Well if you treat the table as the population, then as the sample you draw from that population increases, the closer that the mean of the sample will be to the mean of the population. So if you want the sample mean to be within 10 units of the population mean, you need to work out how big a sample will give you that accuracy. Now assuming that the distribution of asr is approximately normal, we need to know the the standard deviation of asr. Once we have this we then need to decide how accurate do we want to be, eg do we want to be 95% sure that we have a sample that captures the population mean of asr by 10 units, or 99% sure?

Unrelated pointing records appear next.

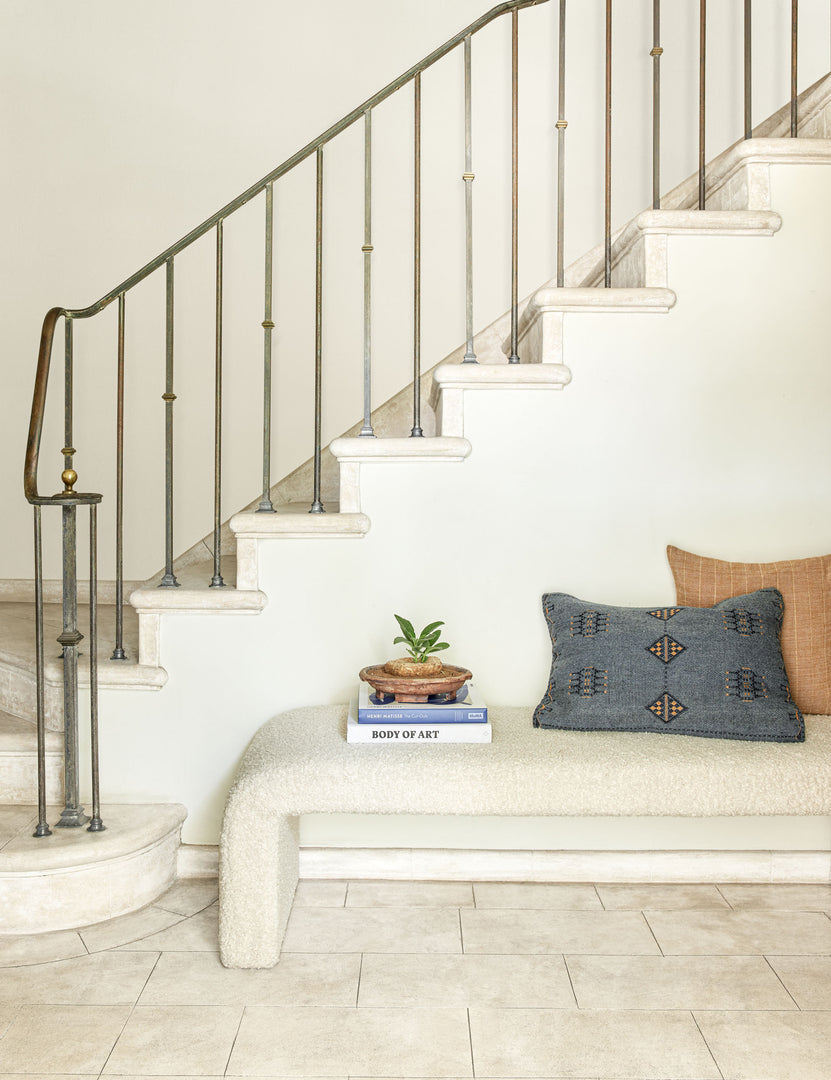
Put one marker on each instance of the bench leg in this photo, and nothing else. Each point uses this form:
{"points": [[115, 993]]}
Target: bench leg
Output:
{"points": [[258, 865]]}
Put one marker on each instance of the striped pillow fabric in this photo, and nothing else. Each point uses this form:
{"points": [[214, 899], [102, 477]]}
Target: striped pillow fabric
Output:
{"points": [[805, 584]]}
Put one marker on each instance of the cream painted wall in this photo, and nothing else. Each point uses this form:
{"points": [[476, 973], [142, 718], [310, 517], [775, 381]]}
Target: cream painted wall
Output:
{"points": [[706, 428], [126, 124]]}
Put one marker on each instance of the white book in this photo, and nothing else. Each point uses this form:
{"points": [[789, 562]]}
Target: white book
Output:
{"points": [[419, 733]]}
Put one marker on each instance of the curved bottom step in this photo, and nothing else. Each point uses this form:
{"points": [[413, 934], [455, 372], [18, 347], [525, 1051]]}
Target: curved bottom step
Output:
{"points": [[75, 878]]}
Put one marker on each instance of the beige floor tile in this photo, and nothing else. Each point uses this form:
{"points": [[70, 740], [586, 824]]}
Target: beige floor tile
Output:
{"points": [[189, 895], [788, 898], [536, 894], [104, 979], [754, 932], [320, 894], [366, 930], [43, 1076], [198, 933], [190, 1040], [126, 929], [16, 950], [62, 1039], [657, 898], [807, 980], [675, 982], [769, 1045], [410, 894], [438, 981], [518, 931], [302, 1042], [543, 1042], [198, 979]]}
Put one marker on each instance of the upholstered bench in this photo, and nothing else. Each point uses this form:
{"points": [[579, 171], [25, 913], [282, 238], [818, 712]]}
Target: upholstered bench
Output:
{"points": [[299, 763]]}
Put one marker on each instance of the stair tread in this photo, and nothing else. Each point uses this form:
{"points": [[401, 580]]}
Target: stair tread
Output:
{"points": [[131, 827], [17, 633]]}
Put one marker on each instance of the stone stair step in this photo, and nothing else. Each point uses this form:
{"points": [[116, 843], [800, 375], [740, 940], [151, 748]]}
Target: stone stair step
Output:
{"points": [[18, 761], [75, 878]]}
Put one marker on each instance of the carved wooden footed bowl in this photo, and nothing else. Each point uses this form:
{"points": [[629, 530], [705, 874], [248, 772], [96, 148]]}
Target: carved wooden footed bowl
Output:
{"points": [[416, 688]]}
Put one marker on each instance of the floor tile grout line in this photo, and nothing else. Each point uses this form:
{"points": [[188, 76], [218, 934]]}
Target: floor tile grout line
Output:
{"points": [[643, 914], [719, 890], [233, 1040], [149, 976], [767, 961], [709, 1051], [470, 1044], [360, 973], [571, 981]]}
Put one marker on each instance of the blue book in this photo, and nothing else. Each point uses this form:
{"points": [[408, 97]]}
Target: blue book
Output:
{"points": [[379, 709]]}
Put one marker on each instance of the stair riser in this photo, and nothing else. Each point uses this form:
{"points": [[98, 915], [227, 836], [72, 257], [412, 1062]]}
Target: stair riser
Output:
{"points": [[18, 778], [18, 696]]}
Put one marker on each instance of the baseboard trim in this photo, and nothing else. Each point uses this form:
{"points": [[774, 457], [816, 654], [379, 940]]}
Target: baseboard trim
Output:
{"points": [[638, 866], [431, 864]]}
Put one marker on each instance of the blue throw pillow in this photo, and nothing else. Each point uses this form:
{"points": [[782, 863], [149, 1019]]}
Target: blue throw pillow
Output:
{"points": [[714, 672]]}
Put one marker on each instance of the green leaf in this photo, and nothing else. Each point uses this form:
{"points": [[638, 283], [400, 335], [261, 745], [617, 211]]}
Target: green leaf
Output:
{"points": [[407, 629]]}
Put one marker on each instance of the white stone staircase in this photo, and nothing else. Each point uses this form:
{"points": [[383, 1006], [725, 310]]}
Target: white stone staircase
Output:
{"points": [[48, 883]]}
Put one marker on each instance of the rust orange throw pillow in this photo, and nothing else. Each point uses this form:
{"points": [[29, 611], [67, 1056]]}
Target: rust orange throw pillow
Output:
{"points": [[805, 583]]}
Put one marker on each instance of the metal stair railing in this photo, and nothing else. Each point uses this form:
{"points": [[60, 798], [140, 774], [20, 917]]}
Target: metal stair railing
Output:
{"points": [[69, 500]]}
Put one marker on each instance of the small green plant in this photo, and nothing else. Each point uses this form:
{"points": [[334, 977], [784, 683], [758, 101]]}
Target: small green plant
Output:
{"points": [[419, 646]]}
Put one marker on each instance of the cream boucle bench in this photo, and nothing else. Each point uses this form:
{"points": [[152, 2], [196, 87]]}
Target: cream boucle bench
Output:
{"points": [[299, 763]]}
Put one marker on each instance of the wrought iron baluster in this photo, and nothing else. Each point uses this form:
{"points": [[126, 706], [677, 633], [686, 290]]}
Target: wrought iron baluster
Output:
{"points": [[118, 652], [562, 123], [169, 397], [416, 432], [366, 248], [216, 580], [794, 36], [701, 97], [607, 152], [266, 507], [514, 356], [748, 71], [68, 449], [96, 825], [42, 826], [69, 639], [317, 505], [468, 177], [656, 54]]}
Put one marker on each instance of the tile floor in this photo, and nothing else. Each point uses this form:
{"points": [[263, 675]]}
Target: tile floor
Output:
{"points": [[439, 980]]}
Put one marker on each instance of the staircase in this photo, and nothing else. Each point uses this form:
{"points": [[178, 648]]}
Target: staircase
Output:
{"points": [[512, 448]]}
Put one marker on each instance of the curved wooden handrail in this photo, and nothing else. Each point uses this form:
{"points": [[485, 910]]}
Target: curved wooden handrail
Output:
{"points": [[41, 380]]}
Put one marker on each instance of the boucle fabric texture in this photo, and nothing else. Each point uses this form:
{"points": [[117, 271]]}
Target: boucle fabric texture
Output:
{"points": [[300, 763], [712, 672], [805, 584]]}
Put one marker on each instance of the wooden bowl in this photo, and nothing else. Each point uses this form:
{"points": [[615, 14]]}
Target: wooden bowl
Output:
{"points": [[416, 688]]}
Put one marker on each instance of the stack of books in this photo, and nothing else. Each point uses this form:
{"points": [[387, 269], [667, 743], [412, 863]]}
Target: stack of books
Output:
{"points": [[384, 720]]}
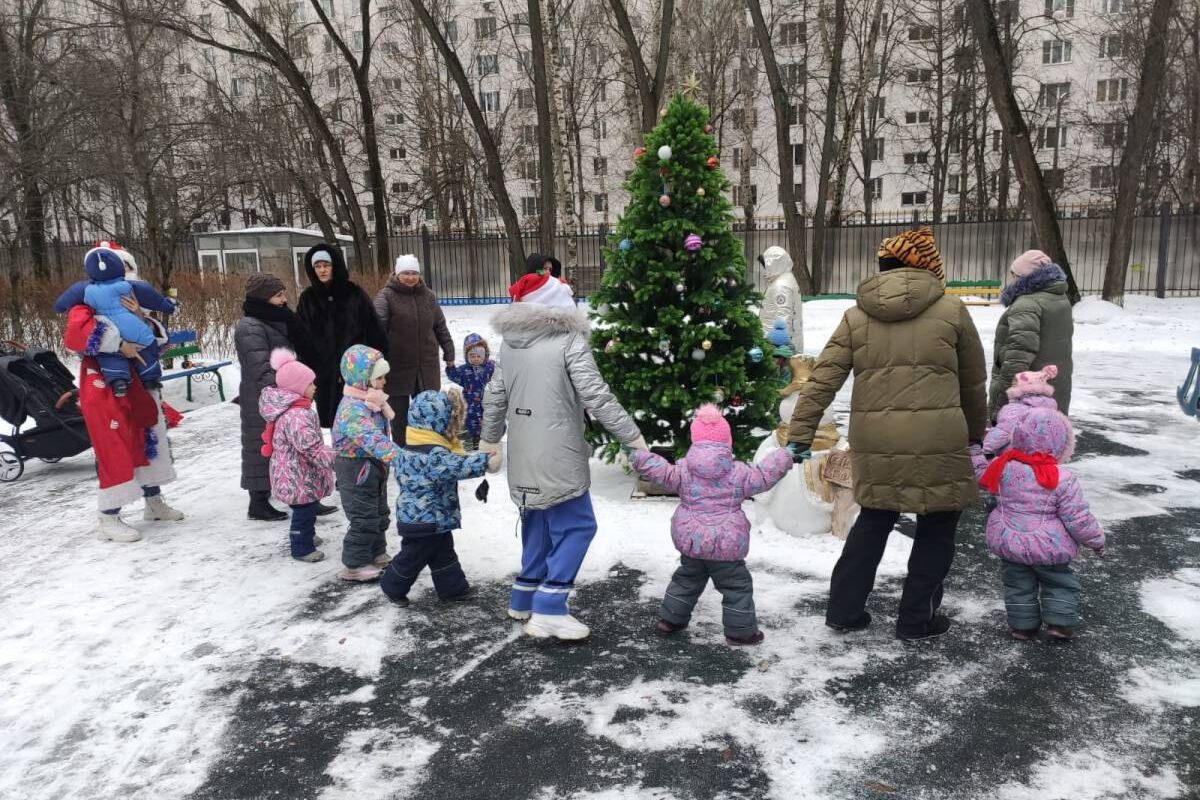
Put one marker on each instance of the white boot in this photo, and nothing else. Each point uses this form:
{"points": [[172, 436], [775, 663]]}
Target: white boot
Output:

Once we have decided on the accuracy level, we need to consult a normal table to obtain the critical values for our level of confidence, some of the more common ones are below: 90% - 1.645 95% - 1.96 99% - 2.576
Now armed with our knowledge of the standard deviation of asr (stddev_pop(asr)] we can use the following formulae to calculate the required sample size
n approx. ((critical value)*(stddev_pop(asr)/(margin of error))^2 and round up.
Plugging some numbers in for a worked example, population is 2 000 000 margin of error 10 stdev(asr) 2 500 want 95% confidence.
so (1.96*(2 500/10))^2
so with a sample of 240 100 we can be 95% sure we have captured the mean of the asr within 10 units.